New York plates. Delta Charlie Echo 3 2 7 6. I work on memorizing the license plate number. I can still find her.

"Where'd you get to?" Jon asks, slamming my jacket into my arms.

"What?" It takes me a few moments to disengage from the pull this girl still has on me. "Oh, they kicked me out."

"Why?"

I shrug and put on my jacket. "Never mind."

He's looking at me now with questions in his eyes that I hope he won't ask. Like if I'm alright. Or whether I need to talk. Which I think no man should ever ask another one. Especially not one who's seen the same things.

"So, the concert's over?" I ask to forestall those questions.

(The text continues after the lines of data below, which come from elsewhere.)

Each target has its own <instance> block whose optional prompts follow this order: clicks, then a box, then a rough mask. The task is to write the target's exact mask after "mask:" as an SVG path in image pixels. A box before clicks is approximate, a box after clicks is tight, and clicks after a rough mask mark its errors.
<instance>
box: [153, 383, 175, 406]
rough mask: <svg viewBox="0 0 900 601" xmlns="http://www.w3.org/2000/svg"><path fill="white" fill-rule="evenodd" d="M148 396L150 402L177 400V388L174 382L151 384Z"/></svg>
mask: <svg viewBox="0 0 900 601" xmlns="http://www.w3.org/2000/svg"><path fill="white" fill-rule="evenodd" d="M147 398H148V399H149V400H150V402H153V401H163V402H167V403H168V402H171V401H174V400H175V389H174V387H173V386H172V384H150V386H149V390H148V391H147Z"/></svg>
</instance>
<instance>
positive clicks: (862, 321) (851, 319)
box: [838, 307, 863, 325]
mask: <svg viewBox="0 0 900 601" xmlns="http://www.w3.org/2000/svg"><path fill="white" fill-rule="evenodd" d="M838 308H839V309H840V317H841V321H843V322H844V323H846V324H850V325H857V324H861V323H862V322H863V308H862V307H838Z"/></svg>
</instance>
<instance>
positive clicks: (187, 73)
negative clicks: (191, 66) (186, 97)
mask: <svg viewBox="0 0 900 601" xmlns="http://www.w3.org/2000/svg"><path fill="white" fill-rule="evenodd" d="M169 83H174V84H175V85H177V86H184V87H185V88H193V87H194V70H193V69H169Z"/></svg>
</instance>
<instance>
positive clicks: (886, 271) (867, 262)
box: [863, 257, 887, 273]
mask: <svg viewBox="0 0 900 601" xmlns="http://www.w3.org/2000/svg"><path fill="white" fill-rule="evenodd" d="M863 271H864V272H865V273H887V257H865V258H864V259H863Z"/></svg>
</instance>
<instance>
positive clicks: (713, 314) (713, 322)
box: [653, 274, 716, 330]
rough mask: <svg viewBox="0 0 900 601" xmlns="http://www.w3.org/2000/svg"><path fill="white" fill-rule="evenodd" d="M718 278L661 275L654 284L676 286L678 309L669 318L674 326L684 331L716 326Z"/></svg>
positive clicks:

"Yeah," he says and looks down the street where only a few stragglers are left of that huge crowd that stood between Taylor and me. Man, even her name sounds hot.

"Listen, it was nice catching up, but I'm gonna head home. You know, the wife…" Jon says and grins at me, offering his hand for a handshake.

I nod and grasp his forearm. "You stay safe over there, alright?"

"Always do." He slaps his free hand over my arm. "And you figure out this shit that's bothering you, Baby Face."

I cringe at the nickname, the memories it brings, the regret surfacing. "Or I might just appeal getting discharged. Maybe reenlist."

"You should," he says and releases me. "War's what you were born for."

He's not the first to say that to me, and I'm thinking they may all be right. I don’t function well on the outside, if anything, I learned that in the last few months.

I watch him walk off, wondering if I'll even see him again, my stomach twisted in knots again. But reenlisting’s not actually much of an option for me though.

Taylor might be. Just thinking of her soft lips is enough to loosen the knot. And maybe I should just leave it at that. Because with my track record, if I try for anything more, I'll just destroy it completely.

It's loss I can't deal with, I figured that out awhile ago. It's my nemesis, and it's everywhere I turn. So by rights I should be used to it by now. That's another "should concept" that solves nothing. It only puts things in clearer perspective. It'll be hard putting Taylor with all those other memories. Maybe impossible. That's not where she belongs.

Delta Charlie Echo 3 2 7 6. I repeat the license plate number in my head ten more times. Taylor belongs in my arms.